La première partie du film est assez classique mais avec une mise en scène savoureuse où l’écran est un théâtre où il se passe toujours plusieurs choses à la fois. Puis, à mesure que monte la tension du carnaval, le film offre de belles scènes quasi fantastiques, où la poésie et la musique dialoguent avec malice. Le bouillant Orfeu et la sage Eurydice s’aimeront dans la folle nuit du carnaval, enivrés de danse et de musique, amusés par les ébats des voisins mais terrifiés par la Mort en costume qui rôde près de leur cabane. C’est un câble électrique heurtant la cheville d’Eurydice qui la fait entrer au royaume des morts. Errant dans une aube qui tarde à se dévoiler, Orfeu la cherche dans les couloirs aussi vides qu’immenses du bureau des personnes disparues. Puis passe le chien Cerbère pour participer à un rite spirituel où la voix de l’aimée disparue, rassurante, se fait entendre. Impatience ou incrédulité face au destin, Orfeu perd à nouveau son Eurydice pour n’avoir pas su attendre, pour avoir voulu voir par lui-même au lieu de croire.

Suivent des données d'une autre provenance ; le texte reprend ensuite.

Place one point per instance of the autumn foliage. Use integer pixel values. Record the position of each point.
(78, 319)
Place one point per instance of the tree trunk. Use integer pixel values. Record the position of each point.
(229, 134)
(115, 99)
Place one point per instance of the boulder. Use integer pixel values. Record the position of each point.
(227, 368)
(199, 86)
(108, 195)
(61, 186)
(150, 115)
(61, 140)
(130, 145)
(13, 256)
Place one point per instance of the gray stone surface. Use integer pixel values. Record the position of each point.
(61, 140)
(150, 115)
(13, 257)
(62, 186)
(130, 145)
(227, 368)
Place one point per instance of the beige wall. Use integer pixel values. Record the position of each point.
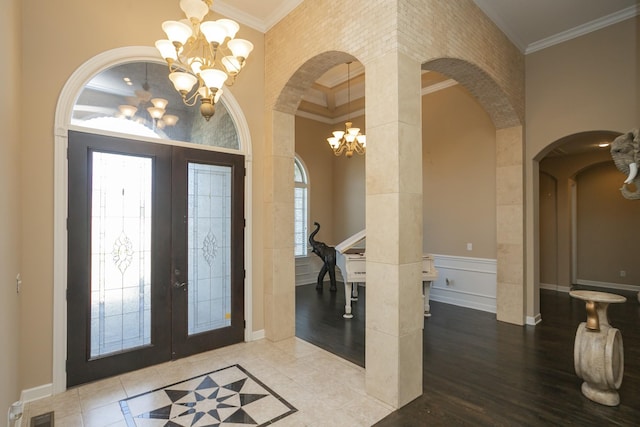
(607, 227)
(588, 83)
(584, 84)
(606, 222)
(563, 171)
(459, 175)
(459, 202)
(337, 183)
(548, 205)
(57, 39)
(10, 216)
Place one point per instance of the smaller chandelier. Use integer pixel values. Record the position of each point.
(198, 56)
(350, 140)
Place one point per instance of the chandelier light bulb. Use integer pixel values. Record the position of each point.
(202, 55)
(350, 140)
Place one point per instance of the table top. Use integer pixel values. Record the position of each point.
(597, 296)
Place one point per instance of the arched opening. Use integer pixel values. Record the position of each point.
(69, 116)
(591, 213)
(513, 300)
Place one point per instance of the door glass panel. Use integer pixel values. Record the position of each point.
(121, 201)
(209, 247)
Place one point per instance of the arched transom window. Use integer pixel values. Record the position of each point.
(301, 203)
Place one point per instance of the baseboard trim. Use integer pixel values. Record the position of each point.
(608, 285)
(258, 335)
(490, 308)
(532, 321)
(557, 288)
(36, 393)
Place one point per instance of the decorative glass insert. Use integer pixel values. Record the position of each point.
(121, 208)
(300, 209)
(209, 247)
(116, 100)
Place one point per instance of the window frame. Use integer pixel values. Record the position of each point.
(304, 184)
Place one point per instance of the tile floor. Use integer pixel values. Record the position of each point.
(324, 389)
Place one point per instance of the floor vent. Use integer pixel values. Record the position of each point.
(43, 420)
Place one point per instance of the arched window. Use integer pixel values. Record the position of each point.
(301, 207)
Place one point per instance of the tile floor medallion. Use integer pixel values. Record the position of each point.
(229, 396)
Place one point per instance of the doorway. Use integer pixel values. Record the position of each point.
(155, 254)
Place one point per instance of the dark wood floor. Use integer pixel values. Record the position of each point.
(481, 372)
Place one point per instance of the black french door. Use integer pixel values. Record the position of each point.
(155, 254)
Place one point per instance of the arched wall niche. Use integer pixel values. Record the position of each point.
(481, 85)
(563, 159)
(298, 83)
(62, 120)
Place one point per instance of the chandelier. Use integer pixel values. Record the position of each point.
(199, 60)
(350, 140)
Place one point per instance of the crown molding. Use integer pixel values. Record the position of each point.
(262, 25)
(583, 29)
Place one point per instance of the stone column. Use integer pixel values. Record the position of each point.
(394, 309)
(510, 225)
(279, 265)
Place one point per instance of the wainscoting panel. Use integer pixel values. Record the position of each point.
(466, 282)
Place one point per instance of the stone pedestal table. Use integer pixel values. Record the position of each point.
(598, 354)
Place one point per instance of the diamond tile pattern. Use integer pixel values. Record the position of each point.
(229, 396)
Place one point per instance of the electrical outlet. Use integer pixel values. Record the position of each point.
(15, 411)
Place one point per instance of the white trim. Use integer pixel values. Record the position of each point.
(583, 29)
(64, 109)
(554, 287)
(263, 25)
(534, 320)
(36, 393)
(258, 335)
(608, 285)
(465, 282)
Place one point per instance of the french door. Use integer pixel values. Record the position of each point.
(156, 254)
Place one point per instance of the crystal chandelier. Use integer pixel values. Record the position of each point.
(350, 140)
(199, 60)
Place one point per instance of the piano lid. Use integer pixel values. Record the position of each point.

Plus de 60 ans après sa réalisation, Orfeu negro fascine encore. Le carnaval de Rio et la musique brésilienne sont désormais célèbres dans le monde entier et les scènes de danses du film gardent leur fraîcheur. Comme il y a plus de deux mille ans en Grèce, la Mort vient toujours faucher les amoureux et le manque de foi dévaster les peureux.